Dans les rapports avec les tiers, la société est engagée même par les actes du conseil d'administration qui ne relèvent pas de l'objet social, à moins qu'elle ne prouve que le tiers savait que l'acte dépassait cet objet ou qu'il ne pouvait l'ignorer compte tenu des circonstances, étant exclu que la seule publication des statuts suffise à constituer cette preuve”.
[2] Article L225-51-1
“La direction générale de la société est assumée, sous sa responsabilité, soit par le président du conseil d'administration, soit par une autre personne physique nommée par le conseil d'administration et portant le titre de directeur général.

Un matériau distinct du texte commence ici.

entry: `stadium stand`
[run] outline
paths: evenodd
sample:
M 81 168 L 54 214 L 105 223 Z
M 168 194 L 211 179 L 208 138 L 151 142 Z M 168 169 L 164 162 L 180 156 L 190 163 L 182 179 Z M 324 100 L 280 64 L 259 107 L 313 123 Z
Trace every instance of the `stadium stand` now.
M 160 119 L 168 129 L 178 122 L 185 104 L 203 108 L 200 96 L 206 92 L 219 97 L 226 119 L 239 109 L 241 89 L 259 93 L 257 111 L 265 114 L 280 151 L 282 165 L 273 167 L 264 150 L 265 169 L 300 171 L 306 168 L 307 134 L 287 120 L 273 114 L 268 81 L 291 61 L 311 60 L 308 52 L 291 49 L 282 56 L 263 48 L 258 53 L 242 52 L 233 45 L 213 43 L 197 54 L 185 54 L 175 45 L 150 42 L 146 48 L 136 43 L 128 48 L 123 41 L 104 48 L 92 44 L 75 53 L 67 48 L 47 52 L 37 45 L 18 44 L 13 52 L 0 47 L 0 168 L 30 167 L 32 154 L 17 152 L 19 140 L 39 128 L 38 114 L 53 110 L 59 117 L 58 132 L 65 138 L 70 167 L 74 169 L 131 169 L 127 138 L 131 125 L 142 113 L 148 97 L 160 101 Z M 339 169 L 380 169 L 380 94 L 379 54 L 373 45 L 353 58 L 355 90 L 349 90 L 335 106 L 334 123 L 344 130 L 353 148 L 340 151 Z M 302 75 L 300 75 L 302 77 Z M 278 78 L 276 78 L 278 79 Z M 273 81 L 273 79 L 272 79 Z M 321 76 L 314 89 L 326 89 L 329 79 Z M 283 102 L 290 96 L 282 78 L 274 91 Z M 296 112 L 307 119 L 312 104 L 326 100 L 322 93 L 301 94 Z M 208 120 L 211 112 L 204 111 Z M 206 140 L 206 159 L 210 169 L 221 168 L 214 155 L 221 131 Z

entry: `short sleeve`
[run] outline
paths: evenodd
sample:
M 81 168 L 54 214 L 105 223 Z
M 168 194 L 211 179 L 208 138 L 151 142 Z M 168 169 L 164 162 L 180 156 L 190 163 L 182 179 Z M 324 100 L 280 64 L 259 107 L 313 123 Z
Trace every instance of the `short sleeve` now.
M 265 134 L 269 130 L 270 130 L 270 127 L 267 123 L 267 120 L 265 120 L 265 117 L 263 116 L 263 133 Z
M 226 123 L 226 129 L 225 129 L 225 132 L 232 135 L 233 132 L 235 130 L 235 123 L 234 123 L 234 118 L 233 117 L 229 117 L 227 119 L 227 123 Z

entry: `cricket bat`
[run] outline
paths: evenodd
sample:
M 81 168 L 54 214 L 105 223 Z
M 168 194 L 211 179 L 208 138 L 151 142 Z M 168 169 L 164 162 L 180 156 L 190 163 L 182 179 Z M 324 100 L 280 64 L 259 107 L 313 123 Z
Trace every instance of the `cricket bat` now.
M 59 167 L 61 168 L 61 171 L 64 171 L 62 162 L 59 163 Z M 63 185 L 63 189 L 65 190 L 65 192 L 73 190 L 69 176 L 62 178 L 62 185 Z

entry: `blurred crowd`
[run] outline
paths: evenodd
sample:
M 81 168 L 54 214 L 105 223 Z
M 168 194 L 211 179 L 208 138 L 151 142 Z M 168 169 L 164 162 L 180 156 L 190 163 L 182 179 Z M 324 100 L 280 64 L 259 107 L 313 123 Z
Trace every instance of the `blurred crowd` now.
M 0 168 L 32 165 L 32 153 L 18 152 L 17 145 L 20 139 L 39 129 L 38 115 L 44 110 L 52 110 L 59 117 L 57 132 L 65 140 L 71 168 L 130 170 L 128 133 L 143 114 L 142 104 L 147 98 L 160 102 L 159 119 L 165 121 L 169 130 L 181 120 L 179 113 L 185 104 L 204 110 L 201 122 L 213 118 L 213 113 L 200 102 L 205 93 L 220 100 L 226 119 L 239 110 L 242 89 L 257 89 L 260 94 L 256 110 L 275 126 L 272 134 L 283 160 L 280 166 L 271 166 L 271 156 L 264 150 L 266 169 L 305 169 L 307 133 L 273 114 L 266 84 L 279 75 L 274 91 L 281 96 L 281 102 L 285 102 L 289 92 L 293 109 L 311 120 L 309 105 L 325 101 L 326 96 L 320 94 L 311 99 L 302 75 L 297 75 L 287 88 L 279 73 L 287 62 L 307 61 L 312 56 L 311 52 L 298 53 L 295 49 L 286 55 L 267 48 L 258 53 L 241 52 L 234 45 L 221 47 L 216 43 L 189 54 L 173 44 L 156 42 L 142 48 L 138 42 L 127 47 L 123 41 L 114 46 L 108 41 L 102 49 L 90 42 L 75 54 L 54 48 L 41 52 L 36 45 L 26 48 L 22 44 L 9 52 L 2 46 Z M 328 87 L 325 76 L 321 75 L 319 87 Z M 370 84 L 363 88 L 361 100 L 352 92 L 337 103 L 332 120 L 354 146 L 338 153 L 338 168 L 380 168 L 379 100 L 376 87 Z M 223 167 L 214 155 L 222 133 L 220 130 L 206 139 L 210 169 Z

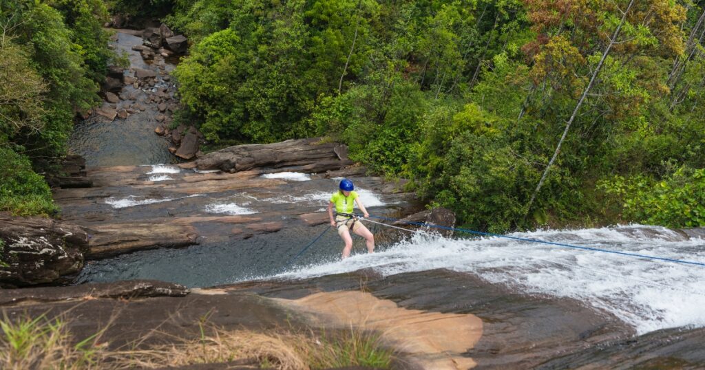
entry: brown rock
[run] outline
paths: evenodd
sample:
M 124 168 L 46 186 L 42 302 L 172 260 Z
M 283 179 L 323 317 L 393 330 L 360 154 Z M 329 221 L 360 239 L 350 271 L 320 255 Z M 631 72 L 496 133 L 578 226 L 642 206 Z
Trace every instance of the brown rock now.
M 176 54 L 183 54 L 188 50 L 188 41 L 183 35 L 167 37 L 165 41 L 166 49 Z
M 125 70 L 122 67 L 118 66 L 108 66 L 108 73 L 107 75 L 112 77 L 113 78 L 117 78 L 118 80 L 123 78 L 123 73 Z
M 258 167 L 281 171 L 325 172 L 339 170 L 352 164 L 341 161 L 333 149 L 336 143 L 319 144 L 319 138 L 286 140 L 275 144 L 237 145 L 209 153 L 199 158 L 200 169 L 220 169 L 230 172 L 247 171 Z
M 179 133 L 178 129 L 174 130 L 173 131 L 171 132 L 171 141 L 174 144 L 177 145 L 180 144 L 181 139 L 183 138 L 183 137 L 181 136 L 181 134 Z
M 88 235 L 70 223 L 42 217 L 13 218 L 0 213 L 0 285 L 51 283 L 83 268 Z
M 146 298 L 149 297 L 185 297 L 189 293 L 183 285 L 156 280 L 128 280 L 113 283 L 94 283 L 63 287 L 33 288 L 6 290 L 0 297 L 0 306 L 22 302 L 61 302 L 92 298 Z
M 348 159 L 348 145 L 345 145 L 345 144 L 337 145 L 336 147 L 333 148 L 333 152 L 336 153 L 336 155 L 338 156 L 338 159 L 341 161 Z
M 95 113 L 108 118 L 110 121 L 114 120 L 115 117 L 118 115 L 117 111 L 111 106 L 102 106 L 97 109 Z
M 168 25 L 161 23 L 161 25 L 159 26 L 159 35 L 161 36 L 161 41 L 162 42 L 164 42 L 164 40 L 166 39 L 167 37 L 171 37 L 173 36 L 174 32 L 172 32 L 171 29 L 169 29 L 169 27 Z
M 105 82 L 103 82 L 102 88 L 103 91 L 119 92 L 123 88 L 123 82 L 117 78 L 106 77 L 105 78 Z
M 181 141 L 181 146 L 176 151 L 176 156 L 184 159 L 191 159 L 198 152 L 200 144 L 198 142 L 198 137 L 196 134 L 189 132 Z
M 109 103 L 117 103 L 120 101 L 120 98 L 115 94 L 108 92 L 105 93 L 105 100 Z
M 154 27 L 145 28 L 142 33 L 142 42 L 148 47 L 159 48 L 161 46 L 161 34 L 159 28 Z
M 135 68 L 135 77 L 137 78 L 148 78 L 157 77 L 157 72 L 149 69 Z

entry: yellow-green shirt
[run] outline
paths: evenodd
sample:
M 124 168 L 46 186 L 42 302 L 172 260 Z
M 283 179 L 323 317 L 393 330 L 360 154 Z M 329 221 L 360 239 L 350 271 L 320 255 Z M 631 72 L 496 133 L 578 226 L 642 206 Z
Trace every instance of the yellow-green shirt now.
M 352 214 L 356 199 L 357 199 L 357 193 L 354 190 L 350 192 L 350 195 L 347 197 L 343 194 L 343 192 L 337 191 L 331 196 L 331 203 L 336 205 L 336 212 Z

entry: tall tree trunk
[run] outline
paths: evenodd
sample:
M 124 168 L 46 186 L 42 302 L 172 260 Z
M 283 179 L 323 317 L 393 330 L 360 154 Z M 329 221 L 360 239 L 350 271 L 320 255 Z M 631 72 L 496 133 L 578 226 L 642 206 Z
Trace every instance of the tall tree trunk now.
M 348 71 L 348 65 L 350 62 L 350 58 L 352 57 L 352 51 L 355 50 L 355 42 L 357 41 L 357 27 L 360 27 L 360 20 L 357 20 L 357 24 L 355 25 L 355 37 L 352 37 L 352 46 L 350 47 L 350 52 L 348 53 L 348 60 L 345 61 L 345 66 L 343 68 L 343 74 L 341 75 L 341 82 L 338 82 L 338 94 L 341 94 L 341 91 L 343 90 L 343 78 L 345 76 L 345 72 Z
M 526 214 L 524 215 L 525 219 L 527 215 L 529 214 L 529 211 L 531 211 L 531 206 L 534 204 L 534 200 L 536 199 L 536 196 L 539 194 L 539 191 L 541 190 L 541 187 L 544 185 L 544 181 L 546 180 L 546 177 L 548 175 L 548 171 L 551 170 L 551 166 L 553 165 L 553 162 L 556 161 L 556 159 L 558 156 L 558 153 L 560 152 L 560 147 L 563 144 L 563 140 L 565 140 L 565 137 L 568 135 L 568 131 L 570 130 L 570 125 L 572 125 L 574 121 L 575 121 L 575 117 L 577 116 L 578 111 L 580 110 L 580 106 L 582 106 L 583 101 L 585 101 L 585 97 L 587 96 L 588 93 L 590 92 L 590 90 L 592 89 L 592 85 L 595 82 L 595 79 L 597 78 L 597 75 L 600 73 L 600 70 L 602 68 L 602 65 L 605 62 L 605 59 L 607 58 L 608 54 L 610 53 L 610 50 L 612 49 L 612 46 L 616 42 L 617 37 L 619 36 L 619 32 L 622 29 L 622 26 L 624 25 L 625 20 L 627 19 L 627 14 L 629 13 L 629 11 L 632 8 L 632 5 L 634 4 L 634 0 L 630 0 L 629 2 L 629 6 L 627 6 L 627 10 L 624 11 L 624 14 L 622 16 L 622 20 L 619 23 L 619 25 L 617 26 L 617 29 L 615 30 L 614 34 L 612 35 L 612 38 L 610 39 L 610 43 L 607 44 L 607 48 L 605 49 L 605 51 L 602 53 L 602 58 L 600 58 L 599 63 L 597 63 L 597 67 L 595 68 L 595 70 L 592 72 L 592 77 L 590 78 L 590 82 L 587 84 L 587 87 L 582 92 L 582 95 L 580 97 L 580 99 L 578 100 L 577 104 L 575 106 L 575 109 L 573 109 L 573 113 L 570 116 L 570 119 L 568 120 L 568 123 L 565 124 L 565 130 L 563 130 L 563 135 L 560 137 L 560 140 L 558 140 L 558 144 L 556 147 L 556 150 L 553 152 L 553 156 L 551 158 L 551 161 L 548 161 L 548 166 L 546 166 L 546 170 L 544 171 L 543 175 L 541 176 L 541 180 L 539 180 L 539 185 L 537 185 L 536 190 L 534 190 L 534 194 L 531 196 L 531 199 L 529 201 L 529 204 L 527 204 Z
M 494 25 L 492 26 L 492 30 L 489 32 L 489 37 L 487 37 L 487 43 L 485 44 L 485 49 L 482 51 L 482 56 L 480 56 L 479 59 L 477 60 L 477 67 L 475 68 L 475 73 L 472 74 L 472 80 L 470 80 L 470 88 L 472 89 L 475 85 L 475 82 L 477 81 L 477 75 L 480 73 L 480 68 L 482 67 L 482 62 L 484 61 L 485 55 L 487 54 L 487 49 L 489 49 L 489 43 L 492 42 L 492 35 L 494 33 L 495 29 L 497 28 L 497 23 L 499 21 L 499 12 L 497 13 L 497 16 L 494 18 Z
M 695 44 L 697 42 L 694 42 L 693 39 L 695 38 L 695 34 L 697 33 L 698 30 L 700 29 L 700 26 L 702 25 L 703 21 L 705 20 L 705 11 L 698 18 L 698 21 L 693 26 L 693 29 L 690 30 L 690 35 L 688 36 L 688 40 L 685 42 L 685 54 L 687 56 L 685 58 L 678 57 L 673 62 L 673 68 L 671 69 L 670 73 L 668 75 L 668 87 L 670 89 L 673 89 L 675 85 L 678 83 L 678 80 L 680 80 L 680 75 L 682 73 L 682 69 L 685 68 L 685 62 L 688 61 L 692 56 L 692 50 L 695 49 Z

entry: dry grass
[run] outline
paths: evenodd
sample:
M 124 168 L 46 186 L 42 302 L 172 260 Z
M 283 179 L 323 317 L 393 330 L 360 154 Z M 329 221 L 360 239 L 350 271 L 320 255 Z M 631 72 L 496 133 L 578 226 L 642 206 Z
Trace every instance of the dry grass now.
M 76 343 L 61 317 L 48 319 L 42 314 L 17 320 L 7 316 L 0 321 L 0 368 L 97 369 L 100 354 L 106 345 L 100 340 L 104 330 Z
M 194 364 L 245 361 L 262 367 L 286 370 L 345 366 L 388 368 L 393 353 L 379 336 L 350 328 L 333 333 L 304 334 L 280 330 L 262 333 L 227 331 L 200 323 L 200 335 L 183 338 L 150 332 L 126 350 L 110 350 L 101 337 L 109 327 L 78 343 L 61 318 L 23 316 L 0 321 L 0 369 L 156 369 Z M 166 345 L 143 345 L 147 337 L 167 339 Z

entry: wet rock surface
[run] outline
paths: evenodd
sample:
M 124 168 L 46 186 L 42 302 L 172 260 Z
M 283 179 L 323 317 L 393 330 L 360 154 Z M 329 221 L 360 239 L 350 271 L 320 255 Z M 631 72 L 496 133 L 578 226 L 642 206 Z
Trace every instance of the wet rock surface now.
M 25 286 L 75 276 L 89 250 L 81 228 L 42 217 L 13 217 L 0 212 L 0 285 Z
M 219 169 L 235 173 L 257 167 L 280 168 L 302 172 L 326 172 L 341 170 L 352 164 L 347 156 L 341 159 L 337 151 L 341 144 L 322 143 L 321 138 L 286 140 L 270 144 L 237 145 L 209 153 L 196 161 L 202 170 Z
M 344 164 L 338 162 L 338 166 Z M 152 173 L 166 171 L 159 168 L 176 173 Z M 90 234 L 87 258 L 99 259 L 137 250 L 243 239 L 292 226 L 315 226 L 300 216 L 312 212 L 327 216 L 321 209 L 336 183 L 316 176 L 303 183 L 263 176 L 288 169 L 223 173 L 164 166 L 94 168 L 87 171 L 92 187 L 56 189 L 54 197 L 62 208 L 62 218 L 80 225 Z M 376 191 L 386 183 L 378 178 L 354 180 Z M 294 185 L 296 188 L 292 190 Z M 315 195 L 320 197 L 318 200 L 304 200 L 307 195 L 317 194 L 322 195 Z M 289 200 L 285 197 L 279 201 L 281 204 L 269 200 L 282 195 L 295 197 Z M 302 199 L 295 200 L 297 196 Z M 412 194 L 382 196 L 390 203 L 388 209 L 400 208 L 407 212 L 418 206 Z M 251 214 L 228 214 L 228 207 L 237 211 L 237 207 L 245 204 L 252 209 Z
M 103 86 L 106 101 L 76 125 L 70 138 L 69 152 L 86 158 L 89 166 L 179 161 L 167 150 L 169 143 L 154 134 L 157 127 L 166 128 L 172 121 L 173 109 L 159 113 L 157 106 L 178 104 L 176 87 L 168 82 L 176 61 L 167 61 L 143 45 L 141 35 L 141 32 L 117 30 L 113 44 L 118 52 L 127 53 L 130 66 L 126 70 L 111 66 Z M 157 35 L 161 37 L 159 32 Z
M 149 280 L 133 280 L 62 287 L 32 288 L 0 290 L 0 307 L 31 302 L 61 302 L 96 298 L 147 298 L 184 297 L 189 291 L 183 285 Z
M 520 295 L 447 270 L 386 277 L 363 270 L 220 288 L 286 299 L 362 290 L 408 309 L 472 314 L 482 319 L 482 334 L 477 343 L 467 343 L 465 355 L 477 362 L 477 369 L 626 369 L 640 364 L 663 366 L 658 369 L 682 369 L 685 364 L 685 368 L 697 369 L 705 365 L 705 351 L 698 347 L 705 339 L 701 328 L 637 335 L 613 316 L 579 301 Z

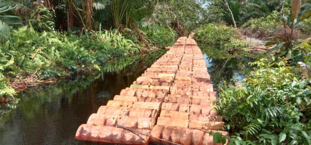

Dans les conditions définies par les statuts, le conseil d'administration choisit entre les deux modalités d'exercice de la direction générale visées au premier alinéa. Les actionnaires et les tiers sont informés de ce choix dans des conditions définies par décret en Conseil d'Etat.
Lorsque la direction générale de la société est assumée par le président du conseil d'administration, les dispositions de la présente sous-section relatives au directeur général lui sont applicables.”
[3] Article L225-56
“I. - Le directeur général est investi des pouvoirs les plus étendus pour agir en toute circonstance au nom de la société. Il exerce ces pouvoirs dans la limite de l'objet social et sous réserve de ceux que la loi attribue expressément aux assemblées d'actionnaires et au conseil d'administration.
Il représente la société dans ses rapports avec les tiers. La société est engagée même par les actes du directeur général qui ne relèvent pas de l'objet social, à moins qu'elle ne prouve que le tiers savait que l'acte dépassait cet objet ou qu'il ne pouvait l'ignorer compte tenu des circonstances, étant exclu que la seule publication des statuts suffise à constituer cette preuve.
Les dispositions des statuts ou les décisions du conseil d'administration limitant les pouvoirs du directeur général sont inopposables aux tiers”.